Impact on Lattice-Based Cryptography. Going from a running time of \(2^{0.2653d + o(d)}\) to \( 2^{0.2570 d + o(d)}\) slightly reduces the security claims based on the analysis of the SVP (usually via the BKZ algorithm). For example, if one claims 128 bits of security using the above exponent then one must reduce this claim to 124 bits of quantum security. This of course can usually be fixed with a slight increase of the parameters but cannot be ignored if one wants to have the same security claims as before.

Parallelization. On thing we haven’t talked about in this article is whether our algorithm paralellizes well. Algorithm 1 seems to parallelize very well, and we argue that it is indeed the case.

For this algorithm, the best classical algorithm takes \(c \rightarrow 0\). In this case, placing each \(\vec {v}\in L\) in its corresponding \(\alpha \)-filters can be done in parallel and with N processors (or N width) it can be done in time \({\mathsf {poly}}(d)\). Then, there are N separate instances of \(\mathbf {FindAllSolutions}\) which can be also perfectly parallelized and each one also takes time \({\mathsf {poly}}(d)\) when \(c \rightarrow 0\). The while loop is repeated \(N^{-\zeta } = N^{0.409d}\) times so the total running time (here depth) is \(N^{0.409d + o(d)}\) with a classical circuit of width N. Such a result already surpasses the result from [BDGL16] that achieves depth \(N^{1/2}\) with a quantum circuit of width N using parallel Grover search.

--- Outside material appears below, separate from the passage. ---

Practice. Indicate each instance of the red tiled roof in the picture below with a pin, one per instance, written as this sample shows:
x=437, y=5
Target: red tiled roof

In the quantum setting, our algorithm parallelizes also quite well. If we consider our optimal parameters (\(c = 0.3696\)) with a similar reasoning, our algorithm will parallelize perfectly with \(N^{1-c}\) processors (so that there is exactly one for each call to \(\mathbf {FindAllSolutions}\) i.e. for the quantum random walk). Unfortunately, after that, we do not know how to parallelize well within the quantum walk. When we consider circuits of width N, our optimizations didn’t achieve better than a depth of \(N^{0.409 + o(d)}\) which is the classical parallelization. This is also the case if we use Grover’s algorithm as in [Laa16] for the \(\mathbf {FindAllSolutions}\) and we use parallel Grover search as in [BDGL16] so best known (classical or quantum) algorithm with lowest depth that uses a circuit of width N is the classical parallel algorithm described above.